Even so, despite what James Brown said, I’m beginning to believe this is in fact a woman’s world. Not only is a woman’s womb the cradle for all human life, masculinity seems to be an aberration of sorts from a feminine norm. We all know how every human starts life as a female fetus—the male sex organs being merely the female sex organs turned inside out, minus the uterus—and how the Y chromosome is much smaller than the X chromosome, which every human being has regardless of sex. The X, that is, is the norm.

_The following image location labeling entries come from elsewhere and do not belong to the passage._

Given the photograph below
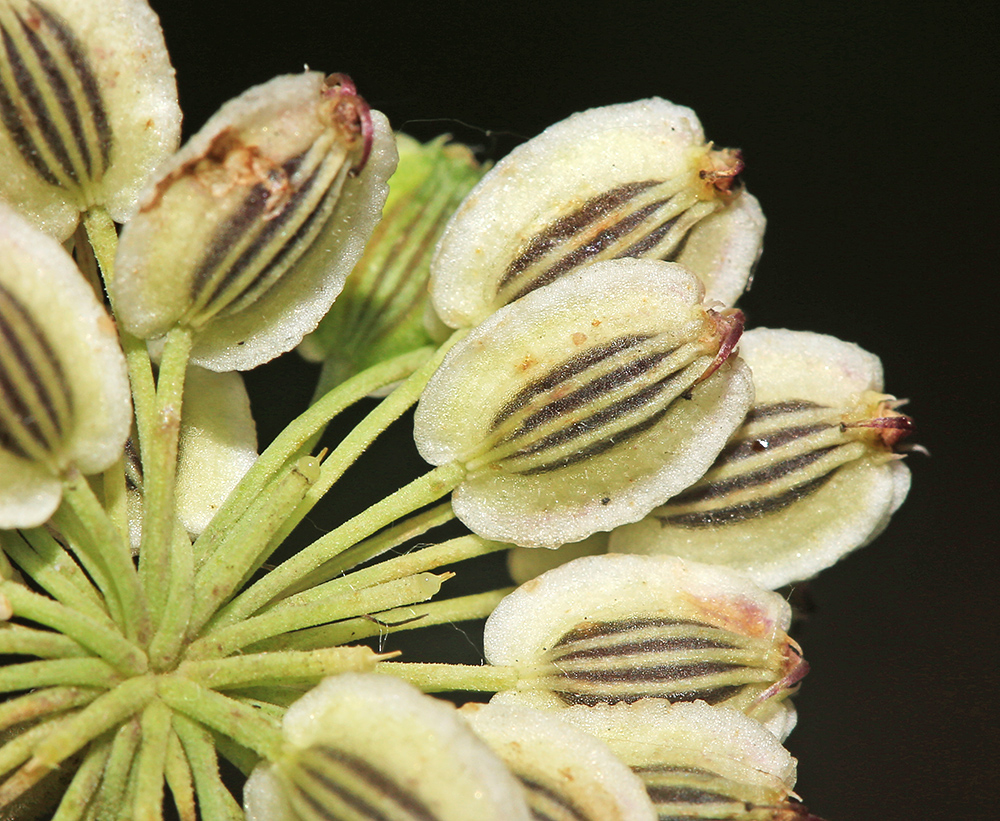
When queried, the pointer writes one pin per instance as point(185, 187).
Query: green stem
point(159, 470)
point(116, 772)
point(366, 432)
point(448, 611)
point(25, 641)
point(418, 561)
point(85, 672)
point(220, 576)
point(84, 547)
point(104, 544)
point(214, 800)
point(55, 570)
point(40, 703)
point(19, 748)
point(307, 609)
point(263, 669)
point(76, 732)
point(225, 715)
point(179, 779)
point(115, 497)
point(408, 529)
point(85, 782)
point(440, 678)
point(90, 633)
point(422, 491)
point(291, 441)
point(166, 643)
point(103, 239)
point(147, 804)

I’ve heard the theory of an ancient male fear of feminine power, which goes like this: Before we understood how a new human life came to be—and many of us still don’t—that a woman’s belly would grow and then, nine months in, a baby would slide out, put the fear of God in primordial men. To them it was magic, the most powerful magic there was; and that nearly every woman seemed to wield this same magic, and work it every year, made men feel vastly inferior. Besides hunting and killing each other, men could only defend the baby, not create it. Even now we hear this male inferiority whenever some dad has the nerve to say, “When we were pregnant…” We never hear a girlfriend or wife say, “When we had a boner…”—well, maybe these days we do.
There’s a reason why Mother’s Day is a much bigger holiday—practically sacred—than the day for dads, and why we speak of Mother Nature, Mother Earth and, when we’re not in a genocidal mood, the motherland. The lionesses do most of the hunting in a pride, whale and elephant societies are matriarchal (when they’re not fulfilling their biological purpose, the big bulls go it alone), and though male bears are the largest land carnivores—the T. rex of today—few would go claw to claw with a mama bear.
That isn’t to say we men are useless. We have our own purpose: to defend women. And since this seems to be our primary function, any man who doesn’t defend women is less than a man.